人は、生(なま)の物に感動しないことが、いくつかの例から分かる。生とは、混ざりけのない物のことで、色で言えば原色、音で言えば抑揚のない単音、味で言えば、甘い、辛い、酸っぱい、塩辛い等のひとつの味である。

原色を濁らないように混ぜたり、水彩をうすく重ねて塗ると美しい色彩が現れる。自然界を見れば、原色は少なくて、様々な色が入り混じっていることに気づくが、原色に物足りなさや不自然さを感じるのは、自然には存在しない異質な色だからだろう。人は、見慣れたものに落ち着きを感じるようだ。

単音の生の音より、歌ではこぶし、楽器ではビブラートのように音が揺れ動く方が良く聞こえる。また2つ以上の音が共鳴する方が美しい。ソロよりいくつかの楽器によるアンサンブルの方が音が複雑に響きあって美しく感じる。ソロであっても、ビブラートで音に変化をつけたり、弦楽器なら他の弦と共鳴するように演奏する。

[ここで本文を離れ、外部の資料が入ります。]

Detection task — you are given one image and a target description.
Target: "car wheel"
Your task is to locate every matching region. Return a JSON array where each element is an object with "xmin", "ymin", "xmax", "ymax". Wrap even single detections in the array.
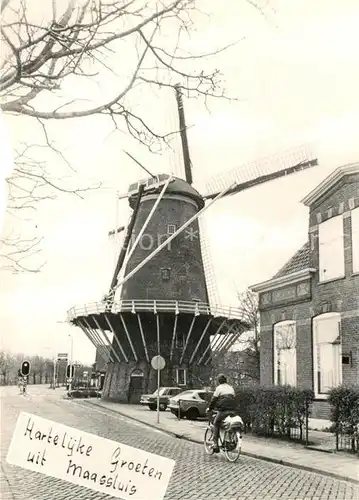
[{"xmin": 186, "ymin": 408, "xmax": 199, "ymax": 420}]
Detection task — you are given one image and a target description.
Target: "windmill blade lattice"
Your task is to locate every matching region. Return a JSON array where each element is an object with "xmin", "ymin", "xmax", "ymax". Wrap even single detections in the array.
[
  {"xmin": 203, "ymin": 145, "xmax": 318, "ymax": 199},
  {"xmin": 198, "ymin": 217, "xmax": 219, "ymax": 306}
]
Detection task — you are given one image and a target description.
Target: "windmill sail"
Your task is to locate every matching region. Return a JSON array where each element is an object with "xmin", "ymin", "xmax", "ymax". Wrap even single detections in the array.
[
  {"xmin": 198, "ymin": 217, "xmax": 219, "ymax": 307},
  {"xmin": 203, "ymin": 145, "xmax": 318, "ymax": 199},
  {"xmin": 175, "ymin": 84, "xmax": 193, "ymax": 184}
]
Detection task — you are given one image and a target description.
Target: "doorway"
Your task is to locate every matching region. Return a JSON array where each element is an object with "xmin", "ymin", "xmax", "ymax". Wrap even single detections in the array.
[{"xmin": 128, "ymin": 369, "xmax": 144, "ymax": 404}]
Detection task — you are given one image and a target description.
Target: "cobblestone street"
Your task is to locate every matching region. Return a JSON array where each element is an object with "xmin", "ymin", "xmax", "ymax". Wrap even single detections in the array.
[{"xmin": 0, "ymin": 386, "xmax": 359, "ymax": 500}]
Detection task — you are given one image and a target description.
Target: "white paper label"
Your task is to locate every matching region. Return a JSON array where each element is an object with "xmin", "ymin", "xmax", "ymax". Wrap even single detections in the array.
[{"xmin": 7, "ymin": 413, "xmax": 175, "ymax": 500}]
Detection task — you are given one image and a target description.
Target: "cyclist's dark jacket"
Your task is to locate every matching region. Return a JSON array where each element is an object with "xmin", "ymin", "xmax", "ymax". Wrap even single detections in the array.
[{"xmin": 208, "ymin": 384, "xmax": 237, "ymax": 411}]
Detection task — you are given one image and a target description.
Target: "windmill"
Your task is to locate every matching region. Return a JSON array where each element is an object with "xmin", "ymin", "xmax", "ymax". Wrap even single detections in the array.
[{"xmin": 68, "ymin": 86, "xmax": 318, "ymax": 402}]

食べ物は、酢だけの味、辛いだけの食べ物は、不味い。いろいろな味の素材がうまい具合に組み合わさって、何の素材から成り立っているのか分からない料理の方が美味しく感じる。本格的なインドカレーは、ただ辛いだけでなく、たくさんの香辛料を混ぜて旨みを出している。

理由

原色、単音、味の素材を部品と呼ぶとすると、何故ひとつの部品より複数の部品が組み合わさった方が美しく、または美味しく感じるのだろう。

ひとつの理由は、自然界は、部品だけで存在することがなく、複数の部品が混じりあって存在しているから、より自然に近いものに美しく、または美味しく感じ、つまり安心し、居心地の良い気持ちになる。

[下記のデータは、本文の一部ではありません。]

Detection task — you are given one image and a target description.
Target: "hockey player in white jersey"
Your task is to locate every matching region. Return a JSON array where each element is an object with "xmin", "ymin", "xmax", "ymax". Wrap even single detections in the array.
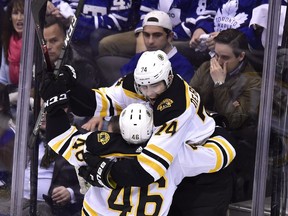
[
  {"xmin": 41, "ymin": 50, "xmax": 215, "ymax": 186},
  {"xmin": 47, "ymin": 101, "xmax": 235, "ymax": 216}
]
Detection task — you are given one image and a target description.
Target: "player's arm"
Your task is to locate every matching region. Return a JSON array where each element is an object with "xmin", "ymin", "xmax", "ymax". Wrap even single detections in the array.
[
  {"xmin": 84, "ymin": 112, "xmax": 197, "ymax": 188},
  {"xmin": 178, "ymin": 127, "xmax": 236, "ymax": 177}
]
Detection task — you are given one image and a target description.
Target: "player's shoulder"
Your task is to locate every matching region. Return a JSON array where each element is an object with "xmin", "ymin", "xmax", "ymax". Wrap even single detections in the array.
[{"xmin": 153, "ymin": 75, "xmax": 190, "ymax": 126}]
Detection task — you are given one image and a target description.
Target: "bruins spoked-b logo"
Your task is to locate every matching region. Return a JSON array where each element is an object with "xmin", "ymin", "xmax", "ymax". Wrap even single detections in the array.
[
  {"xmin": 97, "ymin": 132, "xmax": 110, "ymax": 145},
  {"xmin": 157, "ymin": 98, "xmax": 174, "ymax": 111}
]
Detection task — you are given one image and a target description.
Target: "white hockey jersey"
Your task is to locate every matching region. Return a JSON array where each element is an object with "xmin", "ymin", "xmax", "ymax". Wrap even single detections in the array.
[
  {"xmin": 83, "ymin": 74, "xmax": 215, "ymax": 182},
  {"xmin": 49, "ymin": 127, "xmax": 236, "ymax": 216}
]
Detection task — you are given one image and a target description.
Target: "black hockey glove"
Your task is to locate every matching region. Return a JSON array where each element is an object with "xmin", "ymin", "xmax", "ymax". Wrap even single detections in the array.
[
  {"xmin": 40, "ymin": 72, "xmax": 68, "ymax": 114},
  {"xmin": 79, "ymin": 153, "xmax": 116, "ymax": 189},
  {"xmin": 59, "ymin": 65, "xmax": 77, "ymax": 90}
]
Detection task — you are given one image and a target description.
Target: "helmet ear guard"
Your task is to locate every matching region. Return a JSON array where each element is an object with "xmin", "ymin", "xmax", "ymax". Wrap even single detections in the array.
[
  {"xmin": 134, "ymin": 50, "xmax": 173, "ymax": 94},
  {"xmin": 119, "ymin": 103, "xmax": 153, "ymax": 144}
]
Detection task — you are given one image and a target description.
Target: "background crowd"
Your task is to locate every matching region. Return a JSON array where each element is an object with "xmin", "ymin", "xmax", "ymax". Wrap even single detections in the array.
[{"xmin": 0, "ymin": 0, "xmax": 287, "ymax": 216}]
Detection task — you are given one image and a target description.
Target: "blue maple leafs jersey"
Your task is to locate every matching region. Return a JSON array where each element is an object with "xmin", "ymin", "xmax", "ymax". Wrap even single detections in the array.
[{"xmin": 135, "ymin": 0, "xmax": 215, "ymax": 40}]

もうひとつの理由は、この部品だと分かるものより、混じりあって分からなくなっている方が美しく、また美味しく感じるからかも知れない。未知なるものに魅力を感じることが、ここでも作用しているからだろう。

あるいは、多くの部品が相互に作用することに喜びや安心を感じるからかも知れない。

自然に近いものを求めるからとも思え、複雑な分かりにくいものに魅力を感じるからとも思え、更に相互作用に喜びや安心を感じるなら、人間もひとりよりは、大勢の人たちから成り立つ社会に良い感情を抱くものなのかも知れない。